Emily Wilcox: “Moonwalking in Beijing: Michael Jackson, Piliwu, and the Origins of Chinese Hip-Hop”
Tuesday, 3/13 at 6:30pm, East Quad Room 1405
During the latter half of the 1980s, a popular dance craze known as “piliwu” 霹雳舞 swept urban communities across China. Incorporating two new styles of U.S. urban popular dance – New York-based b-boying/b-girling or “breaking” and California-based popping and locking– piliwu was China’s first localized movement of hip-hop culture, which reflected new circuits of intercultural exchange between China and the United States during the first decade of China’s Reform Era. Analyzing the dance choreography recorded in a 1988 Chinese film, Rock Youth 摇滚青年 (dir. Tian Zhangzhuang), together with media reports and testimonials from members of China’s piliwu generation, this talk reconstructs the history of the piliwu movement, arguing for the central influence of U.S. pop culture icon Michael Jackson, the growth of China’s underground commercial dance (zou xue 走穴) economy, and the agency of dancers’ bodies in transnational movements of media culture.

Kelly Askew: “Postsocialist Poetics: Articulations of Populist Politics in Tanzania”
Tuesday, 2/20 at 6:30pm, East Quad Room 1405
Professor Askew presents the research findings for her current book project, exploring how Tanzanians and Zanzibaris musically and poetically respond to the changes that have taken place since the unraveling of socialism in the mid-1980s.

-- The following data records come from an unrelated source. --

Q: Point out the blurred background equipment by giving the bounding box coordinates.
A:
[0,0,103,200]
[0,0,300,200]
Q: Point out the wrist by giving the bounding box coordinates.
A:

With a focus on popularly produced poetry in Swahili-language newspapers or performed as Swahili rap, this talk explores how ordinary citizens interpret, enact and react to the fusing of socialist and neoliberal practices and ideologies in the United Republic of Tanzania.

Damani Partridge: “Four Years of Filming the Future: Berlin and Detroit”
Tuesday, 1/30 at 6:30pm, East Quad Room 1405
Professor Partridge’s Filming Future Cities project uses film as a critical means to investigate urban futures and engage a broader public, building on his ongoing collaborative film projects in Detroit and Berlin: “Filming the Future of Detroit,’’ and “Filming the Future from Berlin: Noncitizen Perspectives,’’ begun in 2014 (see filmingfuturecities.org). The point of the project is not only to teach refugees, migrants, youth, and noncitizens the skills required for filmmaking, ethnography, and critical analysis of urban landscapes, but also to teach them how to distribute their work to a broader audience and to participate in the planning for and imagination of their city’s future. Using the project’s films as examples, this talk will think through the efficacy of using film as a technique for shaping the future.